AZJA 2010 - NOWA WLOCZEGA
"mało żylaków za uszami nie dostanę - czy to dlatego że fajka jest taka wysoka?"
Nie, wysokość fajki ma tu niewiele do rzeczy. Mogłeś popełnić kilka błędów przy jej przygotowaniu lub masz fajkę, która po prostu ma taka "przypadłość". Zacznijmy od samej fajki, kiedy będzie sie z niej ciężko ciągnąc?
Na pewno gdy średnica rurki (łączącej cybuch z wodą) będzie zbyt mała, na pewno gdy wąż będzie miał kilka mm na wlocie, na pewno gdy w cybuchu sa np tylko 3 małe dziurki (takie cybuchy niestety też można kupić) - i tu pomoże tylko wymiana sprzętu.

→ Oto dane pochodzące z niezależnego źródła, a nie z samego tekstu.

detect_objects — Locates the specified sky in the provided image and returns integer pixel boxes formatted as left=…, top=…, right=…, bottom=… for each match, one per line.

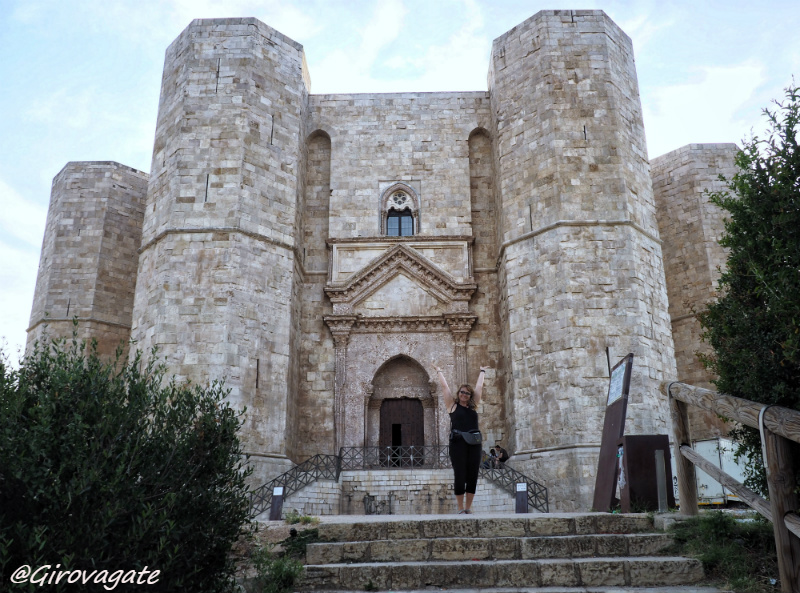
left=1, top=0, right=798, bottom=363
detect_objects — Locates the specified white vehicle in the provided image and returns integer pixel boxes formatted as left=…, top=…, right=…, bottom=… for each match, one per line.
left=672, top=438, right=748, bottom=505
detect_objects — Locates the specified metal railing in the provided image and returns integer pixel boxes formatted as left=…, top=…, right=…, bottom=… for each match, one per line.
left=664, top=381, right=800, bottom=593
left=480, top=462, right=549, bottom=513
left=339, top=445, right=549, bottom=513
left=249, top=446, right=550, bottom=517
left=249, top=453, right=340, bottom=518
left=339, top=445, right=451, bottom=470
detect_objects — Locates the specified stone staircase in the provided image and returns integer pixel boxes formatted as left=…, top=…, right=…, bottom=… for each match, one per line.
left=297, top=513, right=725, bottom=592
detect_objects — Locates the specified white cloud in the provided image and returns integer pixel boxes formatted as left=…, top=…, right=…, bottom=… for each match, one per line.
left=402, top=0, right=488, bottom=92
left=310, top=0, right=488, bottom=94
left=0, top=235, right=41, bottom=365
left=617, top=10, right=676, bottom=58
left=643, top=61, right=766, bottom=158
left=0, top=174, right=47, bottom=362
left=358, top=0, right=407, bottom=70
left=0, top=177, right=47, bottom=250
left=0, top=177, right=46, bottom=361
left=9, top=0, right=49, bottom=23
left=310, top=0, right=409, bottom=94
left=26, top=88, right=98, bottom=129
left=10, top=0, right=324, bottom=57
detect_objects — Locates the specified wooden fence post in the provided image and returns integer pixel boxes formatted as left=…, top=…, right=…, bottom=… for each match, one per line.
left=668, top=383, right=698, bottom=515
left=760, top=406, right=800, bottom=593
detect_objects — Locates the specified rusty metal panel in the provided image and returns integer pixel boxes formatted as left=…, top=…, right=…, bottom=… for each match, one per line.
left=617, top=434, right=676, bottom=512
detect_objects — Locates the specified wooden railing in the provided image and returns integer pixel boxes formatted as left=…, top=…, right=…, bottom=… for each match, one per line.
left=663, top=381, right=800, bottom=593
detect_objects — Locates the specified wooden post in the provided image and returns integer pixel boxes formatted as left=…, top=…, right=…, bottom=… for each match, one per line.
left=667, top=383, right=698, bottom=515
left=760, top=407, right=800, bottom=593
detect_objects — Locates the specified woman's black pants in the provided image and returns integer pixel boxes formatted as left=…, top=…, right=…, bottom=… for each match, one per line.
left=449, top=438, right=482, bottom=495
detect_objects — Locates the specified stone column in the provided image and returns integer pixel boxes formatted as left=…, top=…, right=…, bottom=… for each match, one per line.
left=365, top=385, right=379, bottom=449
left=445, top=314, right=477, bottom=386
left=324, top=315, right=357, bottom=454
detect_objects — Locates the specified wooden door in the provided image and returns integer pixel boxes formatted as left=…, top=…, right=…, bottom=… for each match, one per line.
left=379, top=398, right=424, bottom=466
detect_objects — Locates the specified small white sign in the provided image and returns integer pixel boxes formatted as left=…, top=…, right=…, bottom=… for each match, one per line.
left=607, top=359, right=627, bottom=406
left=516, top=483, right=527, bottom=492
left=273, top=486, right=284, bottom=496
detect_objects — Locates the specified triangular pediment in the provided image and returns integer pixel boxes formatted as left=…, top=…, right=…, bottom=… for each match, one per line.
left=356, top=272, right=448, bottom=317
left=325, top=244, right=476, bottom=308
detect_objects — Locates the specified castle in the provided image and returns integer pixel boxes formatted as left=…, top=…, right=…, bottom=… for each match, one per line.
left=27, top=10, right=736, bottom=511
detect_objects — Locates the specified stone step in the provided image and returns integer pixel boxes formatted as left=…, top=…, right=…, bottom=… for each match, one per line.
left=314, top=513, right=654, bottom=542
left=301, top=557, right=705, bottom=590
left=306, top=533, right=673, bottom=564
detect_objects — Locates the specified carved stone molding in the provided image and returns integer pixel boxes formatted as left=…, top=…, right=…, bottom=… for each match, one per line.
left=325, top=244, right=476, bottom=312
left=324, top=315, right=358, bottom=346
left=352, top=316, right=449, bottom=333
left=323, top=245, right=479, bottom=452
left=445, top=314, right=477, bottom=386
left=444, top=313, right=477, bottom=335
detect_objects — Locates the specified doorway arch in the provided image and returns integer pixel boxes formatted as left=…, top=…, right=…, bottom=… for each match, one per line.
left=366, top=356, right=437, bottom=453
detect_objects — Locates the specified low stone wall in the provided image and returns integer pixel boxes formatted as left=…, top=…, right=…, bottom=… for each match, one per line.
left=283, top=469, right=515, bottom=516
left=283, top=479, right=342, bottom=517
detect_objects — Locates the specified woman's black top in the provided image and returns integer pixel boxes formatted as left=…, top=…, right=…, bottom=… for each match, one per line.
left=449, top=403, right=479, bottom=432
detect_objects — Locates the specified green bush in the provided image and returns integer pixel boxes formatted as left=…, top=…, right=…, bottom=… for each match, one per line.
left=283, top=509, right=320, bottom=525
left=0, top=333, right=253, bottom=592
left=243, top=544, right=304, bottom=593
left=280, top=528, right=321, bottom=559
left=669, top=511, right=777, bottom=592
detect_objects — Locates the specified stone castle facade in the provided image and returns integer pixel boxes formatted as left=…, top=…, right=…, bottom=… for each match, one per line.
left=27, top=10, right=735, bottom=511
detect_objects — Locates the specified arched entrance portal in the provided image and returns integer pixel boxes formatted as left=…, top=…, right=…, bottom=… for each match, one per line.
left=367, top=356, right=437, bottom=463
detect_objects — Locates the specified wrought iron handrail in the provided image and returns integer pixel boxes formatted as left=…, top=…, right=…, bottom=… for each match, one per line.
left=249, top=447, right=549, bottom=517
left=339, top=445, right=451, bottom=470
left=480, top=463, right=549, bottom=513
left=249, top=453, right=340, bottom=518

Możliwe jednak, że z Twoją fajką wszystko w porządku tylko coś troszkę pomyliłeś podczas jej przygotowania do palenia. Co mogłeś zrobić źle?
1. zbyt mocno ubić tytoń - tytoń powinien być rozdrobiony i UŁOŻONY w cybuchu. Pod żadnym pozorem nie ubijaj tytoniu - to niezmiernie ważne.

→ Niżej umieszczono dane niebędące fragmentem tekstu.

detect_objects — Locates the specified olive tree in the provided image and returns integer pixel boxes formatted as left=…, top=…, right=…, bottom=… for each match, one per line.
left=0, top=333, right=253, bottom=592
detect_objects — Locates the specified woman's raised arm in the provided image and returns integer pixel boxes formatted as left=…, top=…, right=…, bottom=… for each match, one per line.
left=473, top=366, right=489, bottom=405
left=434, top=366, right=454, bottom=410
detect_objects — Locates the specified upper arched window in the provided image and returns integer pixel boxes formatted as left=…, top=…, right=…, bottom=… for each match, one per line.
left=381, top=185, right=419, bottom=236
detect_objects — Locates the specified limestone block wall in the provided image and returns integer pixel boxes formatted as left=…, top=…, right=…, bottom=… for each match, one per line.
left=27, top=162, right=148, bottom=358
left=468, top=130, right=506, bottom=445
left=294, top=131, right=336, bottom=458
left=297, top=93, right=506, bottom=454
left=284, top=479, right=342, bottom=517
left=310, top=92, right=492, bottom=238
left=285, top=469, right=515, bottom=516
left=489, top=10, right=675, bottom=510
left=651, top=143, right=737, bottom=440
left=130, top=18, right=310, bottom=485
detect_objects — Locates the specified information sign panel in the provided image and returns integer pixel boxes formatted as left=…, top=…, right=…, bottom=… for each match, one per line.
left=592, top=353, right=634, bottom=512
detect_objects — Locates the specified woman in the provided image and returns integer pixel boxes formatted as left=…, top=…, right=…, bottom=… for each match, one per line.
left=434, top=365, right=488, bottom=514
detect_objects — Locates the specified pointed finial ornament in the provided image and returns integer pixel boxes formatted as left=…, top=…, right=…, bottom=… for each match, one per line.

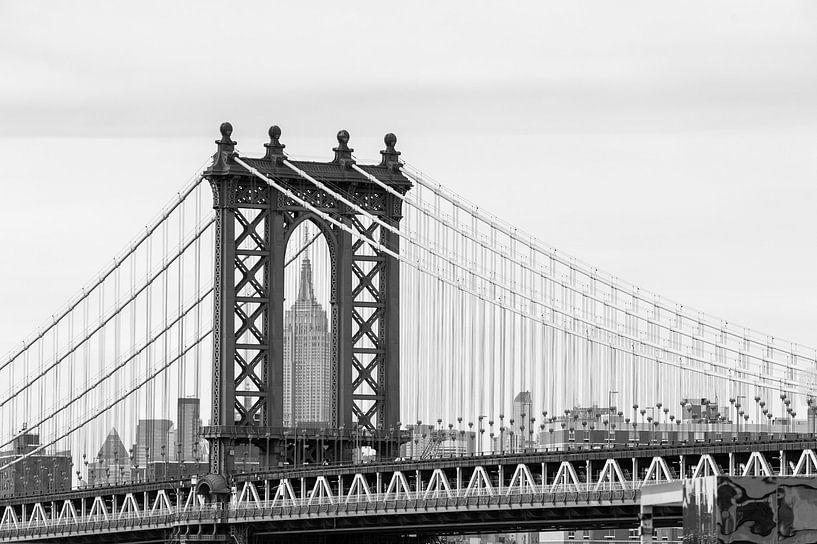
left=379, top=132, right=401, bottom=172
left=332, top=129, right=355, bottom=169
left=218, top=122, right=235, bottom=144
left=264, top=125, right=286, bottom=164
left=212, top=122, right=237, bottom=172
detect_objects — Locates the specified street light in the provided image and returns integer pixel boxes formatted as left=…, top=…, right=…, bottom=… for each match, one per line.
left=477, top=416, right=486, bottom=455
left=608, top=391, right=619, bottom=414
left=498, top=414, right=505, bottom=454
left=735, top=395, right=746, bottom=436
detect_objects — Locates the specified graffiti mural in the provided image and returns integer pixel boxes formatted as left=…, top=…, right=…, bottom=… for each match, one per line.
left=683, top=476, right=817, bottom=544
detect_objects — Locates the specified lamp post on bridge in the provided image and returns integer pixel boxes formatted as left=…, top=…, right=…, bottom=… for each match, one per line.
left=735, top=395, right=746, bottom=437
left=643, top=407, right=655, bottom=444
left=499, top=414, right=505, bottom=454
left=608, top=390, right=619, bottom=414
left=477, top=416, right=486, bottom=455
left=528, top=416, right=535, bottom=451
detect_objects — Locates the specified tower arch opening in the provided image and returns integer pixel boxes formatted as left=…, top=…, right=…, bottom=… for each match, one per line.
left=282, top=220, right=334, bottom=432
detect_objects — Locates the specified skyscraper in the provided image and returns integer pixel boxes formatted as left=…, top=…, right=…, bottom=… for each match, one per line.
left=87, top=428, right=131, bottom=486
left=512, top=391, right=533, bottom=450
left=177, top=398, right=201, bottom=462
left=283, top=237, right=331, bottom=427
left=133, top=419, right=173, bottom=468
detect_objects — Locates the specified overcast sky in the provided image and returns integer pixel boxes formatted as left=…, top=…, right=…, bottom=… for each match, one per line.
left=1, top=1, right=816, bottom=353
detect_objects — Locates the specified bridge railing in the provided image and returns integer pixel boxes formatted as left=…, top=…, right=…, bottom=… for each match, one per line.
left=5, top=441, right=817, bottom=540
left=0, top=480, right=647, bottom=540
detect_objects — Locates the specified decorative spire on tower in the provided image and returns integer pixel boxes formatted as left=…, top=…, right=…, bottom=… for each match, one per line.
left=297, top=225, right=315, bottom=302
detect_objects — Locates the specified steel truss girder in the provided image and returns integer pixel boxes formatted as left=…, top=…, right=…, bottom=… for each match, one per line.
left=9, top=440, right=817, bottom=541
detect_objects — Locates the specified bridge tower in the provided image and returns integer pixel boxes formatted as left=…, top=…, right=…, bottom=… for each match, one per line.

2. sprawdź czy nie nalałeś za dużo wody - rurka powinna być zanurzona max 3 cm w wodzie.
3. Dwie - trzy dziurki w folii to czasem za mało....
Niedawno z siostrą paliłyśmy fajkę i właśnie jakoś ciężko nam to szło. Sprawdziłyśmy drożność węża, fajki i wszystko było w porządku. Potem sprawdziłyśmy cybuch (pierwszy raz w nim było palone gdyż dopiero co go kupiłam). Okazało się że z 5 dość sporych dziur na wylot przechodziły tylko trzy i do tego dość zwężone. Cybuszek trafił w ręce męża siostry i został poddany obróbce wiertłem. Potem paliło się już cudnie :)
Ja ostatnio z kumplem też mieliśmy podobną sytuacje. Palimy, palimy a tu nagle coś się ciężko wciąga. Dopiero pod koniec palenia sprawdziliśmy i było to spowodowane tytoniem. Nie wiem czemu jednak tytoń zapchał dziurki od cybucha przez co ledwie dało się wciągać dym.